So unterschiedlich die Modelle seien, „so unterschiedlich sind auch die Arbeitsbedingungen und damit die möglichen Risiken für die Gesundheit der Beschäftigten“, führt der Experte weiter aus. Wichtig sei dabei vor allem der Status der Betroffenen: angestellt oder selbstständig. Denn für Angestellte gelten die gleichen hohen Arbeitsschutzstandards wie für jede andere Arbeit auch. Hier sei der Arbeitgeber für die Einhaltung der gesetzlichen Bestimmungen in der Pflicht. Ein Großteil der Beschäftigten arbeite hingegen selbstständig. „Wobei bei vielen Fällen von einer Scheinselbständigkeit ausgegangen werden muss“, sagt Niehaus. Da Selbstständige für ihre Gesundheit selbst verantwortlich sind, bestehe hier ein Risiko, dass beispielsweise Ruhezeiten bei Auslieferungsfahrern nicht eingehalten würden. Zentral bei den gesundheitlichen Risiken sei somit der Beschäftigungsstatus.
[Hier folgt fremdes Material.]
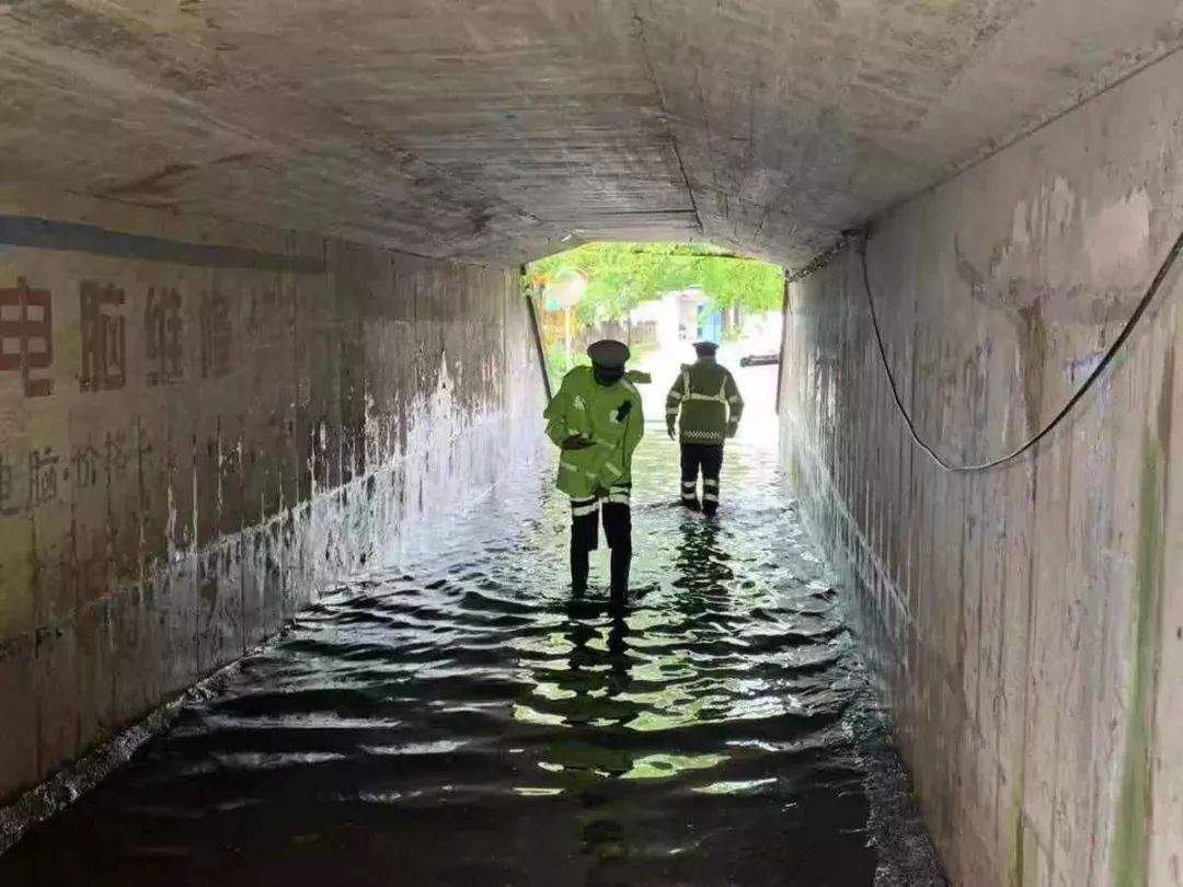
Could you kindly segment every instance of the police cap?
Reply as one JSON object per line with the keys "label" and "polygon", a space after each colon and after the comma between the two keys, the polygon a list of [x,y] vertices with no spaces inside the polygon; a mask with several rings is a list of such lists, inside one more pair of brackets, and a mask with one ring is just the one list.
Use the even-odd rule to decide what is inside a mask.
{"label": "police cap", "polygon": [[588,345],[588,357],[592,358],[592,363],[605,369],[623,369],[625,362],[631,356],[628,345],[614,338],[602,338]]}

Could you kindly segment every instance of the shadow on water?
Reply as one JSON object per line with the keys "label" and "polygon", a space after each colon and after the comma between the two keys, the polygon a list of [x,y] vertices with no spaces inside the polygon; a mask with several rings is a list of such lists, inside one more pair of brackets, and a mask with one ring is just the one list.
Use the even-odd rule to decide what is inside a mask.
{"label": "shadow on water", "polygon": [[938,882],[878,840],[923,830],[874,789],[898,764],[774,461],[729,449],[709,520],[647,438],[627,604],[567,590],[548,478],[506,488],[302,614],[0,882]]}

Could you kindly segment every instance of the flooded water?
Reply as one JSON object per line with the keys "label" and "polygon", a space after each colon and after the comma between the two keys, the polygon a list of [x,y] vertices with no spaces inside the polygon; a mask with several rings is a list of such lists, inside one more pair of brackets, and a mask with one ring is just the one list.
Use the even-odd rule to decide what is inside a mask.
{"label": "flooded water", "polygon": [[651,428],[627,608],[606,550],[571,597],[530,474],[303,614],[0,883],[938,882],[774,453],[728,449],[713,522],[675,464]]}

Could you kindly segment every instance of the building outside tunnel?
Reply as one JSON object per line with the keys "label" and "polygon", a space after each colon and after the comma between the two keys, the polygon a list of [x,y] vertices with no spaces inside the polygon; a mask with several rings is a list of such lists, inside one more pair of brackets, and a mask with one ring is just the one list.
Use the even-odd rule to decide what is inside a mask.
{"label": "building outside tunnel", "polygon": [[[872,883],[906,831],[1183,885],[1181,46],[1175,0],[0,4],[0,873]],[[622,622],[554,566],[521,279],[595,241],[787,280],[730,518],[647,429]],[[411,852],[461,826],[502,868]]]}

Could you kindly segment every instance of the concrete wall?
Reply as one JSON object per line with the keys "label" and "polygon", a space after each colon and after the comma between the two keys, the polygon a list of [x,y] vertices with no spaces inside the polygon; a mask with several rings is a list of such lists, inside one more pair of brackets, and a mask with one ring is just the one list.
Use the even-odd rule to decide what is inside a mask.
{"label": "concrete wall", "polygon": [[[1183,57],[898,207],[868,246],[948,458],[1068,399],[1183,229]],[[854,251],[795,285],[783,455],[957,885],[1183,885],[1183,268],[1033,457],[910,441]]]}
{"label": "concrete wall", "polygon": [[103,207],[0,195],[0,801],[537,440],[516,273]]}

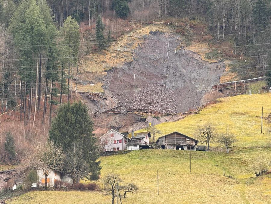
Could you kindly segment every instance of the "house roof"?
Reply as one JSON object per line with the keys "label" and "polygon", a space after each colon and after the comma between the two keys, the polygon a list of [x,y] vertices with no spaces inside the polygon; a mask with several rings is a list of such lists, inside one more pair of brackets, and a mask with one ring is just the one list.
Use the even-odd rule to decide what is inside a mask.
{"label": "house roof", "polygon": [[135,133],[134,133],[134,137],[132,138],[132,133],[129,133],[128,134],[127,137],[131,140],[133,140],[134,139],[139,139],[141,138],[143,138],[143,137],[145,137],[146,135],[148,135],[149,138],[151,137],[151,133],[150,133],[149,132]]}
{"label": "house roof", "polygon": [[160,139],[160,138],[162,137],[164,137],[166,136],[167,136],[168,135],[171,135],[172,134],[174,134],[175,133],[178,133],[180,135],[184,135],[184,136],[185,136],[186,137],[189,137],[189,138],[190,138],[191,139],[192,139],[192,140],[195,140],[195,143],[196,144],[197,144],[198,143],[199,141],[198,140],[196,140],[195,139],[194,139],[194,138],[192,138],[191,137],[189,137],[189,136],[187,136],[187,135],[185,135],[184,134],[182,134],[182,133],[181,133],[179,132],[177,132],[177,131],[175,131],[175,132],[172,132],[172,133],[169,133],[169,134],[168,134],[167,135],[163,135],[163,136],[161,136],[160,137],[158,137],[158,139],[157,139],[157,140],[156,140],[156,143],[158,142],[158,140],[159,139]]}
{"label": "house roof", "polygon": [[123,134],[122,134],[121,133],[120,133],[120,132],[118,132],[118,131],[117,131],[117,130],[114,130],[114,129],[111,129],[109,131],[108,131],[108,132],[107,132],[107,133],[106,133],[105,134],[103,135],[102,136],[101,136],[101,137],[100,137],[100,138],[99,138],[99,139],[100,139],[102,137],[103,137],[104,136],[105,136],[105,135],[107,135],[107,134],[108,134],[108,133],[109,133],[110,132],[111,132],[111,131],[113,131],[113,132],[115,132],[115,133],[118,133],[119,134],[120,134],[121,135],[122,135],[123,137],[126,137],[125,135],[124,135]]}

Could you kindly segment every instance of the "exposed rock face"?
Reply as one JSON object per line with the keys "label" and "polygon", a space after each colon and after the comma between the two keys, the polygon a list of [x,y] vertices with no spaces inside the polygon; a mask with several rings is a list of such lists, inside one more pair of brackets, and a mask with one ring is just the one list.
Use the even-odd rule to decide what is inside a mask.
{"label": "exposed rock face", "polygon": [[202,96],[219,82],[225,65],[178,49],[181,42],[178,38],[152,33],[134,51],[132,62],[108,72],[105,88],[118,105],[166,113],[185,112],[202,105]]}

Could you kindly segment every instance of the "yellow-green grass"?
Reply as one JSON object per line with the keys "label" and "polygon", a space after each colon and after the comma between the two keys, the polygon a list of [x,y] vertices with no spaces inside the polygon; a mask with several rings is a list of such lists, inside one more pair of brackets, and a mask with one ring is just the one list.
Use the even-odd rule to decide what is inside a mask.
{"label": "yellow-green grass", "polygon": [[262,107],[264,118],[271,113],[271,93],[239,95],[221,98],[218,101],[217,103],[203,108],[198,114],[176,122],[157,125],[155,127],[160,133],[155,139],[175,131],[193,137],[197,123],[201,125],[210,121],[215,125],[218,133],[226,132],[228,125],[229,131],[236,135],[238,140],[236,143],[238,147],[266,146],[271,144],[271,135],[268,132],[271,124],[264,119],[263,133],[261,134]]}
{"label": "yellow-green grass", "polygon": [[[245,149],[229,154],[170,150],[133,151],[101,158],[102,177],[108,171],[120,174],[123,183],[139,190],[127,193],[124,203],[268,203],[270,176],[254,176],[253,161],[259,155],[271,157],[271,148]],[[159,195],[157,195],[157,171]],[[233,178],[223,175],[230,175]],[[270,174],[268,174],[270,175]],[[246,186],[246,181],[253,179]],[[251,198],[251,195],[257,197]],[[45,200],[44,200],[45,199]],[[8,203],[109,203],[110,197],[97,191],[35,191],[10,199]]]}

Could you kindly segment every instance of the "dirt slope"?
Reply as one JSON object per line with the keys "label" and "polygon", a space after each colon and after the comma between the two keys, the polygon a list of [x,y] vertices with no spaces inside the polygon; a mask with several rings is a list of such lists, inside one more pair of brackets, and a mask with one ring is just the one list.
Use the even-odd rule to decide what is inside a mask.
{"label": "dirt slope", "polygon": [[207,62],[179,48],[181,38],[176,34],[149,34],[134,51],[132,62],[108,72],[105,89],[125,108],[151,108],[166,113],[201,105],[205,92],[219,83],[223,63]]}

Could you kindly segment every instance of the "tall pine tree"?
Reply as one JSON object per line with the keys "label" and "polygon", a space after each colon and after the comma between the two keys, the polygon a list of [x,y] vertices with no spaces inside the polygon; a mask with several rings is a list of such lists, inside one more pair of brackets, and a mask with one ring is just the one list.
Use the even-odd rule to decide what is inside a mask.
{"label": "tall pine tree", "polygon": [[6,133],[5,152],[9,161],[15,158],[15,142],[13,135],[10,132]]}
{"label": "tall pine tree", "polygon": [[104,36],[104,27],[101,16],[98,16],[96,20],[96,34],[98,46],[100,49],[103,49],[105,46],[105,39]]}
{"label": "tall pine tree", "polygon": [[60,144],[64,151],[73,142],[79,143],[83,149],[83,157],[89,165],[90,178],[96,180],[101,167],[100,162],[96,161],[99,155],[92,133],[93,124],[85,105],[81,101],[72,105],[68,102],[60,107],[52,121],[49,139]]}

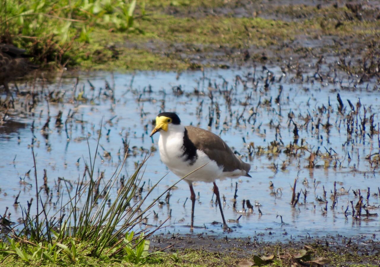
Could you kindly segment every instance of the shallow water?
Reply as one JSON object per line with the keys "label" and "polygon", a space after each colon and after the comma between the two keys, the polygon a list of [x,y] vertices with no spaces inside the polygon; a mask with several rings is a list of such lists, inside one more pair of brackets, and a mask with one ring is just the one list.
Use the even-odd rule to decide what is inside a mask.
{"label": "shallow water", "polygon": [[[272,72],[275,79],[267,88],[265,84],[267,72],[261,68],[254,74],[253,69],[206,70],[204,72],[189,71],[179,74],[159,72],[141,72],[135,74],[81,74],[79,76],[75,95],[77,96],[84,88],[83,96],[93,98],[93,100],[82,103],[71,101],[71,103],[67,102],[73,99],[73,88],[77,75],[67,74],[64,76],[60,85],[60,89],[66,92],[65,103],[50,103],[48,109],[46,102],[41,102],[34,114],[28,114],[22,118],[13,119],[0,126],[1,208],[5,210],[6,206],[9,207],[8,212],[11,213],[9,218],[16,221],[22,216],[22,213],[19,205],[13,205],[15,196],[21,191],[18,201],[23,206],[26,205],[27,201],[31,197],[35,198],[33,159],[30,147],[33,135],[39,186],[43,184],[43,170],[45,169],[48,185],[51,189],[55,188],[52,202],[59,200],[60,202],[60,196],[62,195],[64,199],[67,199],[68,194],[62,185],[59,193],[57,192],[57,188],[54,188],[54,185],[57,185],[58,177],[64,177],[74,184],[79,177],[82,177],[85,162],[89,164],[90,161],[86,137],[93,158],[101,125],[101,146],[95,169],[105,171],[106,181],[111,179],[122,160],[122,138],[125,139],[126,137],[132,151],[122,175],[127,176],[133,173],[136,163],[143,160],[152,146],[158,149],[158,134],[155,135],[152,139],[149,136],[152,128],[152,120],[159,112],[164,109],[175,111],[183,124],[207,129],[210,120],[209,114],[214,111],[214,119],[210,130],[220,134],[234,151],[241,155],[244,160],[251,165],[251,178],[242,177],[217,181],[221,194],[225,196],[224,211],[226,220],[235,220],[242,215],[238,223],[229,223],[233,230],[229,234],[230,236],[256,236],[260,239],[274,241],[338,234],[345,236],[364,235],[370,238],[373,234],[377,234],[378,217],[371,216],[365,220],[366,216],[362,216],[361,220],[357,220],[350,214],[346,218],[344,212],[349,204],[348,212],[352,211],[349,201],[352,201],[355,206],[358,200],[352,190],[361,190],[365,204],[367,188],[370,188],[369,203],[376,207],[379,205],[377,196],[373,195],[379,193],[377,165],[373,164],[371,166],[366,159],[367,155],[378,152],[378,136],[375,134],[372,138],[367,135],[363,136],[360,134],[358,128],[357,134],[354,133],[348,137],[347,123],[343,120],[344,116],[338,112],[336,100],[339,92],[347,107],[344,113],[347,115],[349,114],[350,107],[346,100],[351,100],[356,109],[356,102],[360,98],[361,107],[358,115],[359,123],[360,118],[363,117],[365,106],[367,120],[371,114],[375,114],[374,124],[377,130],[376,123],[378,121],[380,106],[377,98],[378,92],[374,90],[374,82],[354,86],[352,81],[344,74],[342,74],[339,81],[337,79],[335,83],[332,78],[321,82],[312,77],[314,73],[312,72],[309,79],[306,78],[307,74],[304,74],[304,81],[301,82],[294,75],[283,75],[279,68],[272,66],[268,69]],[[236,82],[237,75],[243,81],[247,81],[246,88],[241,82]],[[254,77],[254,82],[252,82]],[[90,90],[87,80],[94,87],[93,90]],[[106,81],[114,88],[114,103],[103,95],[105,92],[108,95],[111,93],[104,89]],[[280,85],[283,90],[279,105],[275,103],[275,99],[279,95]],[[180,91],[175,87],[179,86],[183,93],[182,94],[178,93]],[[57,84],[53,84],[47,90],[56,90],[57,86]],[[99,94],[101,88],[101,93]],[[195,88],[200,93],[195,94]],[[230,93],[223,93],[230,90]],[[213,104],[209,97],[209,92],[212,92]],[[100,97],[96,97],[98,95]],[[227,104],[225,95],[230,97],[230,105]],[[317,118],[320,117],[321,123],[326,124],[327,112],[318,115],[318,108],[323,105],[328,106],[329,97],[331,105],[329,122],[332,126],[328,134],[322,125],[317,131],[315,123]],[[258,105],[259,100],[261,104]],[[244,103],[246,105],[242,104]],[[215,103],[220,109],[220,121],[217,125]],[[70,139],[68,141],[65,126],[60,128],[56,127],[54,116],[62,111],[64,122],[70,110],[70,114],[73,111],[76,113],[72,120],[68,121],[67,134]],[[42,131],[48,112],[51,116],[49,130]],[[306,150],[299,149],[296,155],[290,155],[284,153],[274,153],[268,149],[270,142],[276,139],[276,126],[278,125],[279,126],[277,131],[277,134],[279,131],[280,136],[277,134],[277,141],[280,138],[285,147],[294,142],[294,127],[288,118],[288,113],[292,112],[294,112],[293,120],[298,126],[298,145],[301,145],[302,143],[310,152],[316,151],[319,147],[322,152],[316,157],[314,168],[307,167],[310,153]],[[252,116],[249,122],[248,118],[253,112],[256,112],[256,116]],[[302,117],[305,117],[308,114],[314,120],[312,129],[311,121],[307,126],[301,127],[305,123]],[[238,118],[240,118],[238,125],[236,123]],[[33,121],[34,133],[31,130]],[[340,128],[337,126],[340,124]],[[356,126],[354,123],[355,129]],[[368,122],[366,127],[366,133],[369,133]],[[249,156],[248,144],[251,142],[254,143],[255,152]],[[263,147],[262,153],[256,153],[259,151],[259,147]],[[329,161],[324,159],[322,155],[328,155],[325,147],[328,150],[332,149],[331,153],[335,154]],[[285,147],[280,147],[283,152]],[[110,153],[111,156],[104,156],[104,150]],[[336,162],[336,167],[334,167]],[[278,164],[277,169],[273,167],[274,164]],[[29,175],[25,175],[31,169]],[[154,184],[168,171],[160,160],[158,151],[152,152],[142,179],[142,181],[146,182],[144,192],[147,191],[148,183]],[[305,201],[301,193],[298,204],[293,207],[290,202],[292,194],[291,187],[295,179],[298,180],[296,194],[301,189],[304,192],[306,190],[307,193]],[[169,172],[154,190],[148,201],[159,196],[178,179]],[[271,181],[277,192],[276,194],[269,187]],[[332,209],[330,190],[334,190],[334,181],[337,182],[337,202],[334,208]],[[236,182],[238,196],[236,209],[234,209],[233,199]],[[329,202],[327,210],[325,212],[322,210],[325,204],[317,200],[318,197],[323,198],[323,186],[327,191],[326,199]],[[154,218],[152,215],[147,222],[148,224],[159,224],[160,221],[167,217],[171,210],[171,217],[166,227],[160,230],[162,232],[170,234],[189,232],[190,199],[184,205],[187,197],[190,197],[188,186],[184,182],[179,183],[177,186],[177,188],[171,191],[169,205],[154,207],[158,213],[158,219]],[[348,193],[340,194],[349,188]],[[222,221],[218,208],[211,202],[213,196],[212,184],[195,183],[194,189],[196,194],[199,192],[200,196],[196,204],[195,219],[195,224],[199,227],[195,228],[194,232],[224,236],[225,233],[221,224],[212,223]],[[45,196],[45,198],[48,197]],[[258,207],[254,205],[253,211],[242,212],[243,199],[249,199],[254,204],[260,203],[262,214],[259,214]],[[377,210],[375,209],[369,212],[374,213]],[[0,213],[2,213],[0,210]],[[365,214],[364,209],[362,213]],[[283,223],[277,215],[282,216]]]}

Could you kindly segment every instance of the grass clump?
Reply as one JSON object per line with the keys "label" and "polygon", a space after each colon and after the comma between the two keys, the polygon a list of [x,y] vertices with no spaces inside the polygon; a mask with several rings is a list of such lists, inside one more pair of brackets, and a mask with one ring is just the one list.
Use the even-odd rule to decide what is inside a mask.
{"label": "grass clump", "polygon": [[[97,147],[95,155],[97,153]],[[92,161],[90,156],[89,166],[86,164],[83,177],[78,179],[76,187],[61,179],[69,200],[61,204],[56,212],[46,208],[48,198],[43,200],[43,187],[39,191],[36,176],[35,215],[31,214],[32,199],[27,208],[22,208],[25,216],[19,224],[11,228],[10,222],[1,218],[5,233],[0,242],[0,264],[12,265],[15,259],[39,265],[82,264],[89,257],[97,260],[108,257],[111,262],[138,264],[160,253],[148,252],[149,242],[147,239],[166,220],[163,220],[160,225],[152,231],[140,226],[149,216],[149,209],[168,190],[152,203],[144,203],[157,184],[144,197],[141,196],[140,177],[147,157],[128,179],[120,177],[126,158],[126,153],[123,163],[106,182],[102,173],[95,178],[96,158]],[[101,184],[104,184],[102,188]]]}
{"label": "grass clump", "polygon": [[[0,5],[0,42],[27,48],[36,61],[74,65],[71,56],[92,41],[96,29],[134,27],[136,0],[5,0]],[[143,17],[143,6],[141,8]]]}

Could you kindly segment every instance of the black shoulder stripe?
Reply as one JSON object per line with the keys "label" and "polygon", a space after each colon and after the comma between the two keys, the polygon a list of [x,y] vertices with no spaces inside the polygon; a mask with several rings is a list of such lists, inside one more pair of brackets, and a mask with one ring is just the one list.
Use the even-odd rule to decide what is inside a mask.
{"label": "black shoulder stripe", "polygon": [[184,160],[186,161],[189,161],[189,164],[190,166],[193,165],[198,158],[198,156],[196,155],[196,148],[189,138],[187,130],[185,128],[184,134],[184,144],[182,146],[182,149],[184,152],[182,157],[185,157]]}

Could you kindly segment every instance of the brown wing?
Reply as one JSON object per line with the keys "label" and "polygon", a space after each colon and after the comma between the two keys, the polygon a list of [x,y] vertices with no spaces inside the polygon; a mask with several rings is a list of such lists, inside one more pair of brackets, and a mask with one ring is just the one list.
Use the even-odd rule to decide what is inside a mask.
{"label": "brown wing", "polygon": [[6,85],[7,82],[22,77],[37,66],[32,65],[24,58],[25,50],[11,44],[0,44],[0,85]]}
{"label": "brown wing", "polygon": [[30,56],[24,54],[26,51],[24,49],[6,44],[0,44],[0,52],[6,53],[13,57],[17,56],[22,57]]}
{"label": "brown wing", "polygon": [[[238,158],[230,147],[216,134],[201,128],[186,126],[189,139],[197,149],[204,152],[209,158],[223,166],[223,171],[244,170],[247,174],[251,166]],[[249,175],[247,174],[247,176]]]}

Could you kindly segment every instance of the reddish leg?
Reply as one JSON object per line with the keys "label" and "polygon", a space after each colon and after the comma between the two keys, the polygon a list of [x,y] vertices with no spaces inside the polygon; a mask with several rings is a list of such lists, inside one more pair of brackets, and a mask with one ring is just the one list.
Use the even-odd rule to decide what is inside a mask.
{"label": "reddish leg", "polygon": [[228,232],[231,232],[232,229],[228,227],[226,223],[226,220],[224,219],[224,215],[223,214],[223,210],[222,208],[222,202],[220,201],[220,196],[219,194],[219,188],[217,186],[215,182],[214,182],[214,193],[216,196],[217,199],[218,200],[218,204],[219,204],[219,208],[220,210],[220,214],[222,214],[222,218],[223,220],[223,228],[227,230]]}
{"label": "reddish leg", "polygon": [[193,229],[194,228],[194,209],[195,207],[195,192],[194,191],[194,188],[193,188],[193,184],[189,183],[189,186],[190,187],[190,192],[191,194],[190,195],[190,199],[191,199],[191,227],[190,229]]}

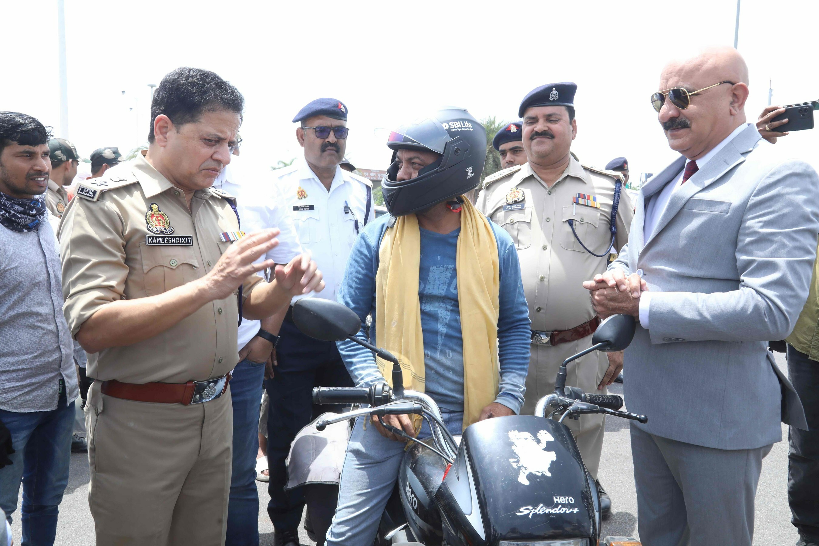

Digitale Plattformarbeit kann mit Arbeitsplatz- und Einkommensunsicherheit verbunden sein, da die Beschäftigten oft nur wenig oder gar keine Kontrolle oder Verhandlungsmacht darüber haben, wie viel sie arbeiten und pro Aufgabe verdienen können. Bei Arbeitsplatz- und Einkommensunsicherheit handelt es sich um anerkannte psychosoziale Risikofaktoren im Zusammenhang mit Arbeit, erklärt der Experte. Ein weiteres besonderes Risiko liege im Phänomen des sogenannten Gig-Working. Hierbei werden Dienstleistungen für einen Kunden oftmals nur einmalig erbracht – so könnten sich keine Routinen ausbilden und es bestehe ein erhöhtes Unfallrisiko.

Die fünf Schwerpunktbereiche im Überblick

Ab Februar 2024:
Arbeit auf digitalen Plattformen

"Bietet Beschäftigten Möglichkeiten, sofern die Herausforderungen durch die Förderung der Transparenz von Algorithmen und einer korrekten Einstufung der Beschäftigten bewältigt werden."

Ab Juni 2024:
Automatisierung von Aufgaben

"Wo KI-basierte Systeme zur Automatisierung von Aufgaben, kollaborative Roboter und damit verbundene Technologien eingesetzt werden, sollte der Mensch die Kontrolle haben."

Ab Oktober 2024:
Mobiles und hybrides Arbeiten

"Klare Strategien, Gefährdungsbeurteilung und Präventivmaßnahmen können außerhalb der Räumlichkeiten des Arbeitgebers ein gesundes und sicheres Arbeitsumfeld schaffen."

Ab Februar 2025:
Management von Beschäftigten mithilfe künstlicher Intelligenz (KI)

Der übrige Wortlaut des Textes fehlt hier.